Si la filiation correspond à la naissance, alors on peut dire que Hans naît en tant que protagoniste d’une histoire quand il assiste à la partie d’échecs qui se déroule dans le café viennois. Et cette histoire débute en faisant référence à une autre : à celle du père penché sur un échiquier. C’est par cette articulation d’une histoire nouvelle et d’un récit antérieur que se réalise l’« affiliation » de Hans à la communauté très élitiste des joueurs d’échecs (Maurensig 2004 : 38).7 Le substantif affiliation, on le sait, signifie adhésion ou rattachement, mais dans le cas spécifique de La variante de Lüneburg le mot conserve en partie son sens étymologique : entre le souvenir du père assis devant la table de jeu et le destin du fils le rapport qui s’établit est bien de l’ordre de la filiation. D’ailleurs quand l’enfant retrouve un peu plus tard chez sa grand’mère l’échiquier qui avait appartenu à son père, il dit que ce fut pour lui « comme être présent à l’ouverture d’un testament où on [le] désignait comme héritier unique » (Maurensig 2004 : 38).8 Ainsi Hans hérite-t-il d’une histoire qu’il lui appartient de continuer. Et, effectivement, de treize à dix-sept ans, l’adolescent se projette dans l’avenir en rêvant qu’il devient un joueur d’une exceptionnelle créativité. Ces fantasmes du fils forment l’ébauche d’un récit potentiel qu’il reviendra à Hans d’organiser plus tard sous la forme d’une histoire achevée.
3. DE LA ‘SCÈNE’ AU RÉCIT
Les rôles, le plus souvent héroïques, que les enfants se donnent dans les récits qu’ils inventent ne deviennent réalité (ou si l’on veut destin) que si l’imagination, à un moment donné, laisse la place à la discipline, à l’apprentissage rigoureux, c’est-à-dire à l’éducation.
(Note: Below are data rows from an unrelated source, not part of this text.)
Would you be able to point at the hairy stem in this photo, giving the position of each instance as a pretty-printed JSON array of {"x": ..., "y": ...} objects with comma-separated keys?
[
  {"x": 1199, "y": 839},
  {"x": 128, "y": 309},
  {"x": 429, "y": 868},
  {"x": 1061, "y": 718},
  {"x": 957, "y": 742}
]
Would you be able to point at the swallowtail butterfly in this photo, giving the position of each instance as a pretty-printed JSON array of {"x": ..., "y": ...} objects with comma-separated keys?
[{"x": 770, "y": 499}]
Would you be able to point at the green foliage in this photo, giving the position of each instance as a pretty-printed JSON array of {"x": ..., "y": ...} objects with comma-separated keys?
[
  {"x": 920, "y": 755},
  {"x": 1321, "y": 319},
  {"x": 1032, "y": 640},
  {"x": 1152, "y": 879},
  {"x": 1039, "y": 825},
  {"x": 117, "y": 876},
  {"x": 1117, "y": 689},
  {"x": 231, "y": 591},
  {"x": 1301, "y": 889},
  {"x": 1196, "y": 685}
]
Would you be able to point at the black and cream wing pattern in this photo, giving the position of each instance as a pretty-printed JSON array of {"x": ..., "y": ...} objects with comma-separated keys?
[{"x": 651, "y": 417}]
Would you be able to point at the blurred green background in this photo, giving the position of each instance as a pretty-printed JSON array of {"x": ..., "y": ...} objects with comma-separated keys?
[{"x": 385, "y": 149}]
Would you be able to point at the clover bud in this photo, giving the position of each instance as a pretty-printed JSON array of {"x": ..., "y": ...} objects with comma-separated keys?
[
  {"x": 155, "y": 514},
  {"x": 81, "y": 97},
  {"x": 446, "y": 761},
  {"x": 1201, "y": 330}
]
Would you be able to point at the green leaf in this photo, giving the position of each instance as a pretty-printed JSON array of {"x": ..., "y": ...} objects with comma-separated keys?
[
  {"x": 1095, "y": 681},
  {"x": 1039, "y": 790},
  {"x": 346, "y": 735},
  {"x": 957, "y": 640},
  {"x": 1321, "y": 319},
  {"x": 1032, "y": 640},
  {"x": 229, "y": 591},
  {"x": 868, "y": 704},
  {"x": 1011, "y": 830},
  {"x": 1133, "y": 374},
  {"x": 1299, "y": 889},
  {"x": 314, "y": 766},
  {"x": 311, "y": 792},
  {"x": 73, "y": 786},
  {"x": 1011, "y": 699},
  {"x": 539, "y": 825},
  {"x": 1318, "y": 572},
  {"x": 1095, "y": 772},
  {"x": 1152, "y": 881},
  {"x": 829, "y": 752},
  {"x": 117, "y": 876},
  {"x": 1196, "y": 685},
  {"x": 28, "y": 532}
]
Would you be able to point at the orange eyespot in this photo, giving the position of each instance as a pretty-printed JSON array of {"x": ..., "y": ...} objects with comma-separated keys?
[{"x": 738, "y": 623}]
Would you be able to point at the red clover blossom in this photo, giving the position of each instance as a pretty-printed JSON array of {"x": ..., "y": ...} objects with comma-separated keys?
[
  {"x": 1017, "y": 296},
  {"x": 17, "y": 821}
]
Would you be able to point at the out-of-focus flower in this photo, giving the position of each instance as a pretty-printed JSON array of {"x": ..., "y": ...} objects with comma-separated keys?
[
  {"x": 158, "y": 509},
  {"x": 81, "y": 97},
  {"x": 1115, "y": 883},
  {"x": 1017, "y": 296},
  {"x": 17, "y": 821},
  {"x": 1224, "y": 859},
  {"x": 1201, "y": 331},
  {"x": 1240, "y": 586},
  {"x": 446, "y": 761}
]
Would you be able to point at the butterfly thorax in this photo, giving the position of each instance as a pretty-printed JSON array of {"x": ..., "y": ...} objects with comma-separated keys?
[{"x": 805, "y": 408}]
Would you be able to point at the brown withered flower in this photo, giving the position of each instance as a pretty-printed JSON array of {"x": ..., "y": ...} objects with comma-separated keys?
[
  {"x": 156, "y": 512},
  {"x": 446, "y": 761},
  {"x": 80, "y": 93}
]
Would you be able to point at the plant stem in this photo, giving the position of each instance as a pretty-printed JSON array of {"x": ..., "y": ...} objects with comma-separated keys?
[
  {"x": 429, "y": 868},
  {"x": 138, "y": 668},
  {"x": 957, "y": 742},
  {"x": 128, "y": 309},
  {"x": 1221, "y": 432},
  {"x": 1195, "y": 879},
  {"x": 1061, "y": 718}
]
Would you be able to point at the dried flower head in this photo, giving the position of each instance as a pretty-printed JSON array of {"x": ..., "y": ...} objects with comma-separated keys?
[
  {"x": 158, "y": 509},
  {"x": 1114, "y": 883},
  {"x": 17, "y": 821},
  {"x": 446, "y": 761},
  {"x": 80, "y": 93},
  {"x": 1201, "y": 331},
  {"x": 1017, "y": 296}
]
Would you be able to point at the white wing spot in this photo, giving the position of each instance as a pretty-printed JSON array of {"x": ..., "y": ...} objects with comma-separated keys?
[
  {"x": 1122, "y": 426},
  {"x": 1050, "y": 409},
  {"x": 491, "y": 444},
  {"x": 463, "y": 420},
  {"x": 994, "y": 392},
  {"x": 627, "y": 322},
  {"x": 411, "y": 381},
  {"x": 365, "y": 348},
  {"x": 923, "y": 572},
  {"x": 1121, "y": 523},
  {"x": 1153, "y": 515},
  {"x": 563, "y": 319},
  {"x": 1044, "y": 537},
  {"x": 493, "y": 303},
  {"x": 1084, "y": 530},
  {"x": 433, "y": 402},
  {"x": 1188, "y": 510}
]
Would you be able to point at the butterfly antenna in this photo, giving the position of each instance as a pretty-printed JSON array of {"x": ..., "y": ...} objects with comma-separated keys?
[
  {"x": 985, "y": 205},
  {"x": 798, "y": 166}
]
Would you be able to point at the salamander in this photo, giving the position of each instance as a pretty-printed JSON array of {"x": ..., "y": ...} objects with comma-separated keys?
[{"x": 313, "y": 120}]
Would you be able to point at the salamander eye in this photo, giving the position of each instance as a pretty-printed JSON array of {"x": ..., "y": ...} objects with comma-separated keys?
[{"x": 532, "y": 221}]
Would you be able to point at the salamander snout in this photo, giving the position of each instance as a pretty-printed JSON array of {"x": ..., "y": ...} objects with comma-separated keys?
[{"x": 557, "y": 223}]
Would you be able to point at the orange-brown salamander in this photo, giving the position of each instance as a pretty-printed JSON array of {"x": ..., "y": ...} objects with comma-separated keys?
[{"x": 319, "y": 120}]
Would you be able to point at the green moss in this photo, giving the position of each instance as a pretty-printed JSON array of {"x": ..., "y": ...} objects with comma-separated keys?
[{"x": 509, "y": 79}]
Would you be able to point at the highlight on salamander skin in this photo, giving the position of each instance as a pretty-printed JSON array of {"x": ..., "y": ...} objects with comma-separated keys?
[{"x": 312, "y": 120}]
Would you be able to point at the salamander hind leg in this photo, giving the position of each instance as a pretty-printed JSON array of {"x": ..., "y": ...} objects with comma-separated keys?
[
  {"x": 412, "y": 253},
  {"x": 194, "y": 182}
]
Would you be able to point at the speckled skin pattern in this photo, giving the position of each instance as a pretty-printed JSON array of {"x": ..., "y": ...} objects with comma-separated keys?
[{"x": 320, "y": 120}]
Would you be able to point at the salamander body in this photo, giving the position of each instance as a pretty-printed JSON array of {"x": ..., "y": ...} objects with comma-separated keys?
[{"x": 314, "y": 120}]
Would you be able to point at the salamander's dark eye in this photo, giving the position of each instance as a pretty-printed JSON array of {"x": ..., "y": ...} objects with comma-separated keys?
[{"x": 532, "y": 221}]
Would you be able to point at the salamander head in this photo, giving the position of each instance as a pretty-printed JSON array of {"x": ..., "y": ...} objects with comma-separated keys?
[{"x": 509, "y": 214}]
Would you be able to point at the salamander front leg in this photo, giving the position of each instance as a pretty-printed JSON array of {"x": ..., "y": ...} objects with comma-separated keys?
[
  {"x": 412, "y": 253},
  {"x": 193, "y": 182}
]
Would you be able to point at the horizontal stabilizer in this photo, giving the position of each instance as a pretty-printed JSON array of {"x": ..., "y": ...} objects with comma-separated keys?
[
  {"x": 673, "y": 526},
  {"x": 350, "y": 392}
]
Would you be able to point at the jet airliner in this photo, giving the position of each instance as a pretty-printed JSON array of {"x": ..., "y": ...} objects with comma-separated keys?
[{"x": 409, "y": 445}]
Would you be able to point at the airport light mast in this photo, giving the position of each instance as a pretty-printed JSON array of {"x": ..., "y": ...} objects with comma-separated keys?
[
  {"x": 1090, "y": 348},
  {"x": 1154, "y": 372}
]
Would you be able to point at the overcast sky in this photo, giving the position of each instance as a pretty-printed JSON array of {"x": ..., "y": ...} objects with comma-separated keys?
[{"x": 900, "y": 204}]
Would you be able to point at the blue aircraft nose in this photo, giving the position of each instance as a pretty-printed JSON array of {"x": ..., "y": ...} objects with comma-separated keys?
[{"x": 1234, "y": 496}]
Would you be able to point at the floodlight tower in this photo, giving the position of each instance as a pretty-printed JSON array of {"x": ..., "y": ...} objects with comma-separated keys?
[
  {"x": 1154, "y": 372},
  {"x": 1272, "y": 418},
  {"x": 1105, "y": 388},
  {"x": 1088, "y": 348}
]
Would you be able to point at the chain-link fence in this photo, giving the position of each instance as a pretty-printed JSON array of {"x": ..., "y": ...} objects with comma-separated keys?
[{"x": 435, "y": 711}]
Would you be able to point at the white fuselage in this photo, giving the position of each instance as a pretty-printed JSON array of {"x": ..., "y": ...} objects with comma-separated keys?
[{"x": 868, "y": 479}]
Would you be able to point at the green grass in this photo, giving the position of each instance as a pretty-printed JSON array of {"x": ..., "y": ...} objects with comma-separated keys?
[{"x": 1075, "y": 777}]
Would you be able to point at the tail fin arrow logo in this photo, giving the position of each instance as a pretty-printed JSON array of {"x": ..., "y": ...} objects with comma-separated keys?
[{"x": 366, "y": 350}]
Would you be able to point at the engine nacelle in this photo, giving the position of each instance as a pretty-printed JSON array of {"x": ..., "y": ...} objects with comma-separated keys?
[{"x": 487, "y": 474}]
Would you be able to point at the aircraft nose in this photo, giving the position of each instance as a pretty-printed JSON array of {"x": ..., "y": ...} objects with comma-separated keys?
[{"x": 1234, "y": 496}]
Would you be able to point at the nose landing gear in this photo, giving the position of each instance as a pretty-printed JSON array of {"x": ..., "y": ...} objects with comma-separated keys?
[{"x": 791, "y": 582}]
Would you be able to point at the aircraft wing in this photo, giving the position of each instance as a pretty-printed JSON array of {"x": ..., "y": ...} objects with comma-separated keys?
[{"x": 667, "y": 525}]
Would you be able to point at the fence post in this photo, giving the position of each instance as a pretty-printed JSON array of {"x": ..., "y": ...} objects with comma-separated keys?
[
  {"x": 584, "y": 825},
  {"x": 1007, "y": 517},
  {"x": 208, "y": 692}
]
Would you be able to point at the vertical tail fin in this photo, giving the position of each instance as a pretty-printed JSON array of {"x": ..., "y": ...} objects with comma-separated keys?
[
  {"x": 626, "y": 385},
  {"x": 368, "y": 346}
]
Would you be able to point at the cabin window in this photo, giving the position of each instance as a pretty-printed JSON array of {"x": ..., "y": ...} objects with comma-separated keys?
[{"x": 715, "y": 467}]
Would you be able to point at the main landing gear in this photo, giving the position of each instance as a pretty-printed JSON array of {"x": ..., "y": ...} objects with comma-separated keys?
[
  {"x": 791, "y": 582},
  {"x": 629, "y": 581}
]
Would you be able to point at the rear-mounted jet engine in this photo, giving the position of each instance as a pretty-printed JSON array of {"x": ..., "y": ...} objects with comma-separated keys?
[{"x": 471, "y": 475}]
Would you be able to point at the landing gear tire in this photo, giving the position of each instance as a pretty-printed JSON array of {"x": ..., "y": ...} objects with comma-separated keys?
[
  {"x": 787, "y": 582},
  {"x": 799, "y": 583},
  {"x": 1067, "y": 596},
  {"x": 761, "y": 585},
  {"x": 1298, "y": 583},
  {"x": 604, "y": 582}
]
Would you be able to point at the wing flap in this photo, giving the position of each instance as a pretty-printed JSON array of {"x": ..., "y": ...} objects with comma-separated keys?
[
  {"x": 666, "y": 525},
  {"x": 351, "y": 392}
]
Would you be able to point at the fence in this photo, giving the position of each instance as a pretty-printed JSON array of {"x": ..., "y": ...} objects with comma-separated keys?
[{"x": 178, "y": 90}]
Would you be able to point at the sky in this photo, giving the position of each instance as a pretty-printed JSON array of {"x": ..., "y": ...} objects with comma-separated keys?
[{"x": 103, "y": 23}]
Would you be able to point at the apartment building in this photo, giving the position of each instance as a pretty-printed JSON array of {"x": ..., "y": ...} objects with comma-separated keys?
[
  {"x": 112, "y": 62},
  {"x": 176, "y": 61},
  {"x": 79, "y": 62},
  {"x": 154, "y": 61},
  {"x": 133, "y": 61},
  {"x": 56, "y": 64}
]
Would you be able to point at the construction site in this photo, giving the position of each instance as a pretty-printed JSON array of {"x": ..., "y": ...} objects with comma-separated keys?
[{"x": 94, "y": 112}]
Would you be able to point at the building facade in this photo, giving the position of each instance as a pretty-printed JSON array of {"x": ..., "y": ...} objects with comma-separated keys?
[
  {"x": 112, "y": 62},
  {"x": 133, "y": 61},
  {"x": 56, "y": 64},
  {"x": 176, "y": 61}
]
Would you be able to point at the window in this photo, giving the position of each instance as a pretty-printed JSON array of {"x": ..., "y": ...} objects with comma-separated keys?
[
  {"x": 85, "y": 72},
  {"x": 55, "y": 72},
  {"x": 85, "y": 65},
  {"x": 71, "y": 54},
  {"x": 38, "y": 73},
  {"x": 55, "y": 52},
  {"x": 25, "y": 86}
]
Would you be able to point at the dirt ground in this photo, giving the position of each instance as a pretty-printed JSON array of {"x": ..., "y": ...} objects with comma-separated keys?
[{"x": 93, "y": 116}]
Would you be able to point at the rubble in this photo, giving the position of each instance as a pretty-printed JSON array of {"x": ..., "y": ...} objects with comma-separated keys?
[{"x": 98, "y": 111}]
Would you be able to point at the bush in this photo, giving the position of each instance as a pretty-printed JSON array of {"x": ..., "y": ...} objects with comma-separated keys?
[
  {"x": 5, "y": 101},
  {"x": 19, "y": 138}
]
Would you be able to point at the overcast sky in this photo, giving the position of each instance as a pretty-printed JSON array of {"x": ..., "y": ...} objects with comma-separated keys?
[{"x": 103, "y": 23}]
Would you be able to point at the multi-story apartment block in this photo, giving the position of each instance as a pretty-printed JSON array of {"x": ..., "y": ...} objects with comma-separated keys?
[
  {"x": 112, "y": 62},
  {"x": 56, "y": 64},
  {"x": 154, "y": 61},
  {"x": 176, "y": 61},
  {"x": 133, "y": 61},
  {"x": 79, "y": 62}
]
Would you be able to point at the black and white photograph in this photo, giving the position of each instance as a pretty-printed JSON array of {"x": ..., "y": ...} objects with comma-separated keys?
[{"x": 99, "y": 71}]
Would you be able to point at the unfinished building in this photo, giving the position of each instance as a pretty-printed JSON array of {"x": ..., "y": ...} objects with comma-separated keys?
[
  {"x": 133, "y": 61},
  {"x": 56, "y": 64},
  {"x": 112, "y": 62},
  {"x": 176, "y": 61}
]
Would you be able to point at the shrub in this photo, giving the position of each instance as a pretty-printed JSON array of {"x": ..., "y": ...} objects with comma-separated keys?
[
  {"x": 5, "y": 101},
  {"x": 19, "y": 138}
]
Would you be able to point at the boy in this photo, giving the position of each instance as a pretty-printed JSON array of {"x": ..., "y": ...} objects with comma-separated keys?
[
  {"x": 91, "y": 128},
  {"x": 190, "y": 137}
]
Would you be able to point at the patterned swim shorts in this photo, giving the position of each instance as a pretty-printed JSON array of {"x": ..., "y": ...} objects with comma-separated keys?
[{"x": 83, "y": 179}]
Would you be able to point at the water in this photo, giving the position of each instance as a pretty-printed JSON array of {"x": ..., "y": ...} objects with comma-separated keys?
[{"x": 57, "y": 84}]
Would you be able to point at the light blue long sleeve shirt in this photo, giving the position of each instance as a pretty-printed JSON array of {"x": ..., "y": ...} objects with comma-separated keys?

Les épreuves que, dans les contes populaires, les protagonistes doivent surmonter pour accéder au succès sont une métaphore des sacrifices auxquels les individus doivent consentir pour que les dénouements heureux par lesquels ils concluent leurs histoires fantasmées deviennent une réalité de leurs vies.9 Ce thème est fréquemment développé par Maurensig, notamment dans Le violoniste et dans Le gardien des rêves, mais aussi, cela s’entend, dans La Variante de Lüneburg.
Hans, nous l’avons vu, fait remonter à l’âge de treize ans le premier événement notable de sa vie. À dix-sept ans, il a lu quelques manuels sur les échecs, il a joué seul ou avec des camarades mais il n’a pas beaucoup progressé. Comme dans « la scène primitive », c’est-à-dire la première scène à partir de laquelle débute son histoire, il est essentiellement un Kiebitz (Maurensig 2004 : 42) à savoir un spectateur du jeu des autres.10 La narration connaît un développement important quand Hans accède à une nouvelle condition après sa rencontre avec Tabori. Il est facile de définir la fonction de ce dernier : il est le personnage adjuvant qui va permettre à Mayer de devenir un joueur de très haut niveau. Mais comme les divinités ou les êtres surnaturels, il soumet son aide à condition.11 Il fait d’abord patienter Hans longuement avant de s’engager à lui donner des leçons. Puis, pendant le premier cours, il humilie l’adolescent en lui montrant toutes ses insuffisances. Hans a alors la tentation de renoncer à ses projets. Puis il se met à étudier systématiquement les manuels laissés par son père et, ayant décidé à nouveau de se soumettre à la discipline que lui impose Tabori, il affronte avec courage les décharges électriques de l’échiquier magique.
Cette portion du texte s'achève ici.